1.1. Appellant, destijds korporaal I, heeft op 17 juni 1977 tijdens een voetbaltoernooi voor vrijwillig dienend kader als doelverdediger een ernstige beenblessure opgelopen. Het ongeval is aangemerkt als een dienstongeval, op grond van welk feit appellant aanspraak heeft (gehad) op een aantal rechtspositionele voorzieningen.
1.2. Als gevolg van de hierdoor ontstane beperking is appellant in 1978 gepasseerd voor deelname aan een zogenoemde carrièrecursus. Hij heeft zijn militaire loopbaan vervolgd en is in 1991 bevorderd tot sergeant. In februari 1993 is bij een geneeskundig onderzoek vastgesteld dat geen zware beenbelasting mogelijk was. In juni 2002 is appellant op medische gronden ongeschikt bevonden voor het verder vervullen van de militaire dienst.
Met ingang van 1 september 2002 heeft appellant in de rang van sergeant I de dienst verlaten met functioneel-leeftijdsontslag.
1.3. Op 6 september 2002 heeft appellant het verzoek gedaan hem wegens gemiste carrièrekansen een aanvullend pensioen tot de rang van adjudant en een schadever-goeding toe te kennen. Dit verzoek is afgewezen omdat het is gedaan meer dan twintig jaren na de schadeveroorzakende gebeurtenis. Voor dit beroep op verjaring is onder meer verwezen naar de uitspraak van de Raad van 19 oktober 1995, LJN ZF1847, TAR 1995, 263, en naar de in artikel 3:310, eerste lid, van het Burgerlijk Wetboek vermelde termijn. Bij beslissing op bezwaar van 21 maart 2003 is de afwijzing op evenvermelde grond gehandhaafd. Voorts heeft gedaagde daarbij overwogen dat geen sprake is van bijzondere omstandigheden op grond waarvan het onredelijk zou zijn appellant de verjaring tegen te werpen.
2. De rechtbank heeft het door appellant tegen die beslissing ingestelde beroep ongegrond verklaard.
3. Appellant blijft ook in hoger beroep van opvatting dat gedaagde hem moet compen-seren voor het mislopen van een aantal rangen, hetgeen zijns inziens een direct gevolg is van het hem overkomen, als dienstongeval aangemerkte ongeval op 17 juni 1977. Hij meent dat gedaagde bij een letsel dat een gevolg is van een erkend dienstongeval, geen beroep op verjaring kan doen.

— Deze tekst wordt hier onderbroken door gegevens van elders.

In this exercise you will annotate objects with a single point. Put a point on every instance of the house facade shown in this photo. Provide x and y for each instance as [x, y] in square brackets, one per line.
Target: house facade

4. De Raad overweegt als volgt.
4.1. In zijn onder 1.3. vermelde uitspraak heeft de Raad overwogen dat de ambtenaar financiële aanspraken, welke hij jegens de overheid kan doen gelden, op grond van het ook ten gunste van de overheid geldende beginsel van de rechtszekerheid niet meer kan afdwingen na het verstrijken van een bepaalde termijn. Het bestuursorgaan kan reeds in de fase van de besluitvorming een beroep doen op de rechtsfiguur van de verjaring. Met betrekking tot de termijn heeft de Raad overwogen dat hij geen doorslaggevende redenen ziet af te wijken van hetgeen zich overigens - nadat eerder onder meer is verwezen naar de jurisprudentiële norm van vijf jaren bij terugvorderingsbesluiten - in wetgeving en rechtspraak heeft ontwikkeld. De termijn wordt daarom op vijf jaren gesteld, te rekenen vanaf het moment waarop de ambtenaar met betrekking tot zijn financiële aanspraak in actie had kunnen komen.
4.2. Voor de situatie waarin het bestuursorgaan voor zijn beroep op verjaring in een geval als het onderhavige niet aanknoopt bij het moment waarop de ambtenaar in actie had kunnen komen, maar bij het enkele verloop van een bepaalde periode sedert de schadeveroorzakende gebeurtenis, acht de Raad de door gedaagde gehanteerde, aan onder meer artikel 3: 310, eerste lid, van het Burgerlijk Wetboek te ontlenen termijn van twintig jaren juist.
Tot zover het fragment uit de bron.